Open borders from May 1st will make existing problems worse

Minister of Social Affairs and Employment Piet Hein Donner is planning to open borders completely to workers from central and eastern Europe from May 1st, scrapping the current system of work permits. “An irresponsible decision,” according to SP Member of Parliament and employment spokesman Paul Ulenbelt. “If you're going to invite guests then you have to make sure your house is in good order,” he says. “And in this case the house is far from being so. Trade unions and the four biggest local authorities have said as much. With my own eyes I've seen how often Polish workers here are confronted with eighteenth century housing conditions, but that just makes Donner keener.” Ulenbelt is seeking an urgent debate on the question with the minister.

Paul UlenbeltIn some sectors, such as horticulture, many employers are addicted to cheap labour, Ulenbelt has concluded. “Donner helps these 'addicts' to their dose of cheap workers and doesn't bother looking at the consequences for others. If you see how these workers are housed, in tumbledown houses with twelve mattresses and sleeping places in the cupboard under the stairs, you have to say that this is a problem to be combated and not aggravated.”

The four biggest local authorities are demanding the maintenance of work permits. This would allow them to monitor the living conditions of workers from abroad, because to qualify for such a permit you must give an address in the Netherlands. Monitoring would enable abuses to be addressed, but Donner has ignored the councils' urgings.

A number of different trade unions have established that employers are reluctant to enter into agreements to prevent the exploitation of central- and eastern European workers. Proposals made by the unions to guarantee equal pay for equal work and ensure safe working conditions have been rejected by Donner. “If the borders are now to be opened fully and employers allowed to recruit a skilled labour force from central and eastern Europe, we will invest less in training of young people and not make any effort to help unemployed people to find work,” says Ulenbelt.
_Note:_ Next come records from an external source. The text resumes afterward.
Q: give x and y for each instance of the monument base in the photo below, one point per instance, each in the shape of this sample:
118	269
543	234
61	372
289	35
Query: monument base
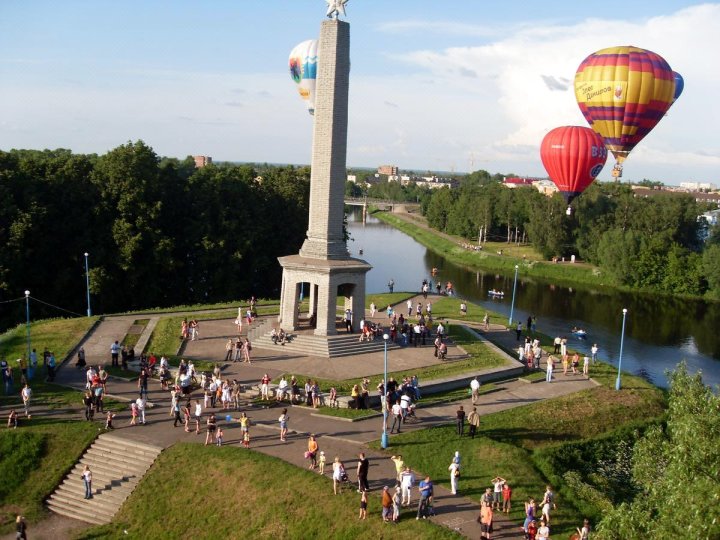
328	279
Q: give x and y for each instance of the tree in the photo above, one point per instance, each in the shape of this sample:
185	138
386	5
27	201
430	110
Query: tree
677	467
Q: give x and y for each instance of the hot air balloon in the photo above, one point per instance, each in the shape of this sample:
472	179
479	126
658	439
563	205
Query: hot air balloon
623	92
303	70
679	85
573	156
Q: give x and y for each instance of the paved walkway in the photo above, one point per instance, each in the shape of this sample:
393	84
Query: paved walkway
335	437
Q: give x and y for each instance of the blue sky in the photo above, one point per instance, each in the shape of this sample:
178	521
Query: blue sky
434	85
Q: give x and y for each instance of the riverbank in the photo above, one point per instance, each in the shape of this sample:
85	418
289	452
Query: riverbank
451	247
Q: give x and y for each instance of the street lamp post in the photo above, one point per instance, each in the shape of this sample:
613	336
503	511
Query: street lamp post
87	282
383	401
512	305
622	339
27	321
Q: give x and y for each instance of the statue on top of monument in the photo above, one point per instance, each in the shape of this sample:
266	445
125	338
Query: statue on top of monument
336	8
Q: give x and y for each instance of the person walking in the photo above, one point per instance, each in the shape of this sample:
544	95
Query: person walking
198	416
26	394
407	481
473	422
311	453
212	427
338	474
474	390
397	416
283	419
454	469
362	471
549	369
20	528
460	420
87	480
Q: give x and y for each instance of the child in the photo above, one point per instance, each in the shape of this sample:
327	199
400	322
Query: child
12	419
363	504
397	501
219	437
133	414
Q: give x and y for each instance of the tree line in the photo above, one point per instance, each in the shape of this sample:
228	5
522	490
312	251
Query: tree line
654	243
159	231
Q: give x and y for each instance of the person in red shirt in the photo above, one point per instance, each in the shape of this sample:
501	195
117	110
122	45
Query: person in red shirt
532	530
507	494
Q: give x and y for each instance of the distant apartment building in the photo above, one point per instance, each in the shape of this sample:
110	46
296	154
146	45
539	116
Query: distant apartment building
388	170
202	161
697	186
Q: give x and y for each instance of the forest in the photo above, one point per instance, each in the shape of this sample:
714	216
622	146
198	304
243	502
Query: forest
655	244
159	232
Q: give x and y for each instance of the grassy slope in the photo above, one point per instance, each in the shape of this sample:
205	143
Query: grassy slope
508	439
58	335
63	443
237	492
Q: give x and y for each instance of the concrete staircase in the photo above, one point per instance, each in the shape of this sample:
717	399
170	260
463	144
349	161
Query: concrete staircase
325	346
117	466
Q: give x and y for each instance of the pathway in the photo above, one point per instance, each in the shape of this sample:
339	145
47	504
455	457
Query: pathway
336	437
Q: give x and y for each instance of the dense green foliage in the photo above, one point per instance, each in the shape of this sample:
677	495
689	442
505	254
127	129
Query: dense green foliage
676	468
19	453
646	243
43	451
159	232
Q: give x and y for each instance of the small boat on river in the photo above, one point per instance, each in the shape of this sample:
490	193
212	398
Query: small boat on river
579	332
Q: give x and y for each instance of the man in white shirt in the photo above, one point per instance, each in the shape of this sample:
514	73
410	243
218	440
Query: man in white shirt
474	389
140	402
281	389
407	481
397	417
405	402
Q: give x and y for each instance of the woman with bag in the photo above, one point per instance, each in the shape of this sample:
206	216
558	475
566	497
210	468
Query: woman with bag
454	469
283	425
311	453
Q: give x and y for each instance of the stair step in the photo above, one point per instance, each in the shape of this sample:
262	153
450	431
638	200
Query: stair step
110	466
117	465
87	514
76	499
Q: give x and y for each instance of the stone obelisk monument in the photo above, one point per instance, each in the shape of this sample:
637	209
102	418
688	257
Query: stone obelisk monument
323	262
“Donner is turning out to be the enforcer for a neoliberal Europe. He has eyes only for the short term interests of employers and doesn't bother himself about foreign workers at all. He is cooperating in sucking the human capital from Poles and others, while in Poland and other parts of central and eastern Europe, the skilled and specialised labour needed to reconstruct these countries is becoming hard to find. Now the Polish government is opening its borders to Bulgaria and Romania, and soon these countries will have to open their borders to their eastern neighbours. In this neoliberal Europe, Poles work in the Netherlands and Britain, while Bulgarians and Romanians work in Poland and Ukrainians and Moldavians will soon be working in Romania and the Czech republic. This is not the Europe of the SP. As with any market, the international labour market be regulated.”